Export to MS Word without putting every **** piece of text in a text box
I can see certain documents were created in MS Word with simple follow on/flowing text and standard paragraph styles ie no **** text boxes. Even with the export options turned off, Acrobat does this incredibly annoying export to text boxes where it is simply run-on (flowing) text. You then have to extract the text, box by box to get the document to be in an editable form. Even exporting to rtf has similar issues. Exporting to plain text means you have to format.
In the end, you waste valuable time either extracting the text or having to reformat the text to get something that's useful
Stephen Yuenger commented
I am scanning long documents of scripts for plays and to manually edit the results of text boxes makes this a non-solution. It's easier to retype the whole thing.

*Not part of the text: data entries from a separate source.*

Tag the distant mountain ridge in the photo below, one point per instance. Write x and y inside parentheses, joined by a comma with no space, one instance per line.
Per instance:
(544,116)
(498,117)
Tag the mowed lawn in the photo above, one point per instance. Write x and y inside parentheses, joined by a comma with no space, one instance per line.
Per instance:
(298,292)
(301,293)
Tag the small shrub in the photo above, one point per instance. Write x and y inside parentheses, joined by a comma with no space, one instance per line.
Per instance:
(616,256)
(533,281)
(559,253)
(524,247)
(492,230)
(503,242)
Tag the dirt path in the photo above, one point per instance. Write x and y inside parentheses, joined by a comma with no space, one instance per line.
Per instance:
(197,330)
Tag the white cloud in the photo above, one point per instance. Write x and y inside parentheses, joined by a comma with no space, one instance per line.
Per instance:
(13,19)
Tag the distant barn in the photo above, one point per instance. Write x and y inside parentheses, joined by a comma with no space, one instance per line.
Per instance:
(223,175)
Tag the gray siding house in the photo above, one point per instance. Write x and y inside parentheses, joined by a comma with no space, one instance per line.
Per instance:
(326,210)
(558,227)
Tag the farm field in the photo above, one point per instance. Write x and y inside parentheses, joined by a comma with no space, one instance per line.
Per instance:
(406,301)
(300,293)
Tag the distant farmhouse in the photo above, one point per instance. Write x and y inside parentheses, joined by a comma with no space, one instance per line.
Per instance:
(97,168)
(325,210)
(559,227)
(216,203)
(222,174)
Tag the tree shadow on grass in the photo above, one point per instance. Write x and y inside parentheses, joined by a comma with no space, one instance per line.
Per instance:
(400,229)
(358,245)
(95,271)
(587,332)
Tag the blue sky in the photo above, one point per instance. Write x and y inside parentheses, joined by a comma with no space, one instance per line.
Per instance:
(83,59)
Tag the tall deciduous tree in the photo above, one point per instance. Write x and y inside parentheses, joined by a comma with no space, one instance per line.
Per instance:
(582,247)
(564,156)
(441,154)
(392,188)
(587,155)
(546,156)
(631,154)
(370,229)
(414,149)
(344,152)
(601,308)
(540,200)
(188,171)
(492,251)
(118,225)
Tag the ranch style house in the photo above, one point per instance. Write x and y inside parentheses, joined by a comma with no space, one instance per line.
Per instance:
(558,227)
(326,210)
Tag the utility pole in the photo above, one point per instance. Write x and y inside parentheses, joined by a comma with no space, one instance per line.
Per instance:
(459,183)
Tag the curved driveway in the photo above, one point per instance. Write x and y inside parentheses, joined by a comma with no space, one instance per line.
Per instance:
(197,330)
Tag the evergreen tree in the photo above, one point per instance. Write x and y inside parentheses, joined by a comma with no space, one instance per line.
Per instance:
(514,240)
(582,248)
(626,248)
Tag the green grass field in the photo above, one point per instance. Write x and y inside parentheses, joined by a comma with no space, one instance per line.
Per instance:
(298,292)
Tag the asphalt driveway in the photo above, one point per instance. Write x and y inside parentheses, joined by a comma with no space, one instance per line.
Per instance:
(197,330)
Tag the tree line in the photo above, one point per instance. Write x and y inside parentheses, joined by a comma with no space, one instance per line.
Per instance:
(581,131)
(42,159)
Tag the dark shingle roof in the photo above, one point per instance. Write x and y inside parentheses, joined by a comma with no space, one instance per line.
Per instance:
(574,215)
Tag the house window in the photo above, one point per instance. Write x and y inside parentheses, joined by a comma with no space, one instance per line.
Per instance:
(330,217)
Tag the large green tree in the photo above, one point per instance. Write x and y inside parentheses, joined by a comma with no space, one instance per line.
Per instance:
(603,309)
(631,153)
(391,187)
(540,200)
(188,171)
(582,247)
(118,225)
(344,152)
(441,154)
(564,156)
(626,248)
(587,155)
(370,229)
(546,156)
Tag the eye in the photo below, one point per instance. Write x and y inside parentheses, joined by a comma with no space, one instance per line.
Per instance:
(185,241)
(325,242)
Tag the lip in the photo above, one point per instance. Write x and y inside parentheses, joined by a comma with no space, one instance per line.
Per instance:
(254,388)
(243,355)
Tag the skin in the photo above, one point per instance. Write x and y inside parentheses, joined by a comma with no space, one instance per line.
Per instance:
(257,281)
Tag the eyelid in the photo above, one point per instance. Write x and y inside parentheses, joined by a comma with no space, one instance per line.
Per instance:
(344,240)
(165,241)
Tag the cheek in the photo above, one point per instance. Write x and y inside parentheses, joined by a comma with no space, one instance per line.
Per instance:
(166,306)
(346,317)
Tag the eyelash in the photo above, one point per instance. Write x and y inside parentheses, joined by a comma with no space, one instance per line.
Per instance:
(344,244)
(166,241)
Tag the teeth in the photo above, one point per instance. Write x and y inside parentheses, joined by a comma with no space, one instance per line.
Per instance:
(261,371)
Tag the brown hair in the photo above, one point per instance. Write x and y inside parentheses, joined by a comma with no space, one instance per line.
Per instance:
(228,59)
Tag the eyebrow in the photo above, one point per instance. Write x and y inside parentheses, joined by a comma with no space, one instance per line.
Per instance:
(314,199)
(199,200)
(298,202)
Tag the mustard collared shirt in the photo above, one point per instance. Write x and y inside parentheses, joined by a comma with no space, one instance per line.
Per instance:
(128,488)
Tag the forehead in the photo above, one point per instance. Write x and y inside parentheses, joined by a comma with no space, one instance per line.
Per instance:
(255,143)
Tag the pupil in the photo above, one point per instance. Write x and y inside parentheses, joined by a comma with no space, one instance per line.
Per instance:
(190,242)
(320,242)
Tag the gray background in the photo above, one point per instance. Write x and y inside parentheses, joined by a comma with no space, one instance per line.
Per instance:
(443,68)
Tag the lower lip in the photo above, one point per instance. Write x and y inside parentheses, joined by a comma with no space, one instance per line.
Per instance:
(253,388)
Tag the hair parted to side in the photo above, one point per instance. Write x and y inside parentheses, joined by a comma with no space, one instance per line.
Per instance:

I did not see any example files attached for you to review Jessica so here are some. RTF format worked to remove the multiple text boxes but look how the highlighted text is handled in some of the areas. Thanks for whomever is willing to help. Take care & KLUJICS!
Jessica Rainey commented
The best way I have found to correct this issue is by opening Word (Microsoft 365) and then opening the pdf in word. Microsoft Word does a better job of converting the pdf to a word document than Adobe Acrobat DC. The previous Adobe Acrobat Pro version did a good job too, but DC is horrible. If you want to use DC to export to word, the only way I figured out how to avoid the text boxes, is to go into Preferences/Convert to PDF/Word Document/Edit Settings and select under Layout Settings "Retain Flowing Text." If "Retain Page Layout" is selected then every line is placed in a text box (which is ludicrous and stupid - but that's what it does). I could deal with a whole paragraph in a text box, but come on, every line!!! Insane. What is even more ridiculous is if the pdf is OCR'd first and the correct text function is used, those corrections are not saved for the export to Word. WTF! I corrected the OCR when it gets exported it should retain the corrections, but no, it OCR's again on the export and includes the same errors again. The OCR in DC is not as good as it was in Pro.
Gerald Montagu commented
However, I have just completely by chance found a fix. Try exporting your file from Indesign to a PDF. Then, open that PDF in Word for Windows. You should then have a fully stable Word file that you can work with (including running comparisons). The key seems to be that Word's import process works completely differently from Acrobat's export process - it will be very evident that the file is structured completely differently. The difference in the end results is so great, that it must be strongly arguable that when Adobe claim Acrobat 'exports' to Word they are effectively misselling. Please note that this fix does not seem to work if you try to open the PDF in Word for Mac (as at September 2018) because the import process is (sadly) nothing like as refined as it is in the Windows version.
AdminGirija Agarwala (Admin, Adobe) commented
Could you please share the following information with us:
1. The pdf files and the output Word file. Highlight the areas you find problems with.
2. The OS platform that you are using.
3. The Acrobat dot version you are on.